This indeed is an ambitious painting, my first attempt in Art (in 2007) to address the big question about Life, the Universe and Everything (the answer to which according to Douglas Adams’  “Hitchhiker’s Guide to the Galaxy” is simply “42”). I have painted a further version but a Loved One who is my most trenchant critic says that she loves this later version but it looks better rotated 90 degrees - perhaps after 42 attempts (hard work painting huge paintings  this size!)  I will find the Answer.

This reminds me of the Buddhist parable about an illiterate peasant who asks the Master: “I am just an ordinary Man, I toil hard for a living, I am untutored  and I do not know how to read – how can I find the Answer?” The Master replies “Take a bag of rice on your back and climb to the top of the Mountain and you will find the Truth”. The peasant does as he is instructed, climbs the Mountain and finally reaches the top, casts down the bag of rice and takes in the enormous view.
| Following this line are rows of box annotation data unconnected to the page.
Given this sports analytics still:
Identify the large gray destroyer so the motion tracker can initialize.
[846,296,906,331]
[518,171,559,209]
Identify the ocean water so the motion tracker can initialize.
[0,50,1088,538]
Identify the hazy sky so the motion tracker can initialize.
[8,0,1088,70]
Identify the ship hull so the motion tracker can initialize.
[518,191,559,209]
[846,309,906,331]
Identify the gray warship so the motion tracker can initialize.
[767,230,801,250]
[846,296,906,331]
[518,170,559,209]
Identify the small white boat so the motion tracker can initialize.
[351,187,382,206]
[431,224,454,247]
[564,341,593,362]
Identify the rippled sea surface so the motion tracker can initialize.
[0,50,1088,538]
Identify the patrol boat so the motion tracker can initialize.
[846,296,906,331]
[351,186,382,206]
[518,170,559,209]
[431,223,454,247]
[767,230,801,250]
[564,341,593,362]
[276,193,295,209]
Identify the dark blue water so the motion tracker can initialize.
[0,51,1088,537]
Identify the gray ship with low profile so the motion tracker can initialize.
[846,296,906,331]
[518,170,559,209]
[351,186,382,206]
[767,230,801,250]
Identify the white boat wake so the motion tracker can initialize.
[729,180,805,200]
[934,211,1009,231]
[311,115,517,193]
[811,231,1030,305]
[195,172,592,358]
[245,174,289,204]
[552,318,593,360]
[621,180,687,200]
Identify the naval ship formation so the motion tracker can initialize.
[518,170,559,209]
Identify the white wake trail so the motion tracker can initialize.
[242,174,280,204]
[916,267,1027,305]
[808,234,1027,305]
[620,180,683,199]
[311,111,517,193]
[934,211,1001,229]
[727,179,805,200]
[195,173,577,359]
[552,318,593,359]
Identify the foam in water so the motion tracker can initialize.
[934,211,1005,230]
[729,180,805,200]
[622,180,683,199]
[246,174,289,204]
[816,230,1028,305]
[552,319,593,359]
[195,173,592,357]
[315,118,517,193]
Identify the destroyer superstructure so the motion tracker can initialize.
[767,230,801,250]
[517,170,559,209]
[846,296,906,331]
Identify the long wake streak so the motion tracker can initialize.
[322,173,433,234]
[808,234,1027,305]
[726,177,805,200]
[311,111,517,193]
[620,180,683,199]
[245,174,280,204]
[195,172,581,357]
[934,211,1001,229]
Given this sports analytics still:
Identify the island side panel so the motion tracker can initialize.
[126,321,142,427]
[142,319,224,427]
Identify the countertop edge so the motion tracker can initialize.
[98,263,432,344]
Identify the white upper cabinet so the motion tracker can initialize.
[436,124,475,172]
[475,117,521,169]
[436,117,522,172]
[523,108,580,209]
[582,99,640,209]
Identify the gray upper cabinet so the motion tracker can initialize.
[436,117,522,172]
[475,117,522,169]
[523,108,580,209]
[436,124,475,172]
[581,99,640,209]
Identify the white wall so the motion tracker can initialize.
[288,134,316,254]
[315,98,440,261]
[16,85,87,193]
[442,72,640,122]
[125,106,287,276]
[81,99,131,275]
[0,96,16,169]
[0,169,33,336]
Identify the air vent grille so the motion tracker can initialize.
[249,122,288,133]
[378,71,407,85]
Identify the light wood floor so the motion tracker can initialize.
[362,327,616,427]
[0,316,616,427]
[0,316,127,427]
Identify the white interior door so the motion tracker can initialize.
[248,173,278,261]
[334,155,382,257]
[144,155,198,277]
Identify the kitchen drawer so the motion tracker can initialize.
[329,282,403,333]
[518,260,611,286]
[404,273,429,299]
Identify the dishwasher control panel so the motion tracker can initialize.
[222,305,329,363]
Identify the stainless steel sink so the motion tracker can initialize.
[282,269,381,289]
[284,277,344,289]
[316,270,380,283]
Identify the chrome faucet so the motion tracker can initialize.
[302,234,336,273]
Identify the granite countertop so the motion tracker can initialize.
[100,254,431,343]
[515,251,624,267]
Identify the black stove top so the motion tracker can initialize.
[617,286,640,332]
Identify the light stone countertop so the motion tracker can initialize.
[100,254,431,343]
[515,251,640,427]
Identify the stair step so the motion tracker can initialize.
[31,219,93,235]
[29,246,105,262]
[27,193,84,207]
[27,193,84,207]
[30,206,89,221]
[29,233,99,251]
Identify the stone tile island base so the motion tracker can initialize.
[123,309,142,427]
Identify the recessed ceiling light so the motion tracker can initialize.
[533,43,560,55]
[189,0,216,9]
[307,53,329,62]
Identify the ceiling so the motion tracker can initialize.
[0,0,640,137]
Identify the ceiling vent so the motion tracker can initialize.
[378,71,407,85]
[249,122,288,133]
The Master was Right – he has Arrived.

Agnostic humanists such as myself approach Ontology (the Science of Being) through the Popperian Scientific Method involving  the critical experimental testing of potentially falsifiable hypotheses, refining our models of reality and then repeating the process. Theists give up on the objective, scientific approach to the Answer and typically accept ancient stories from our ancestors as metaphors for reality. However Humanists, Theists and Buddhists can find a common ground in Art which all three accept as valid metaphorical, poetical and Artistic attempts to get to the Truth of things.

Let me give you a Hitchhiker’s Guide to the World of “Deep Mind”.

Technically, this is a huge painting (1.3 metres by 2.7 metres) painted in acrylic on high quality doubly-primed canvas. The dominant underlying geometry is the classical Golden Rectangle employed by the Ancient Greeks and Ancient Egyptians and also widely exploited by painters since the time of the Italian Renaissance.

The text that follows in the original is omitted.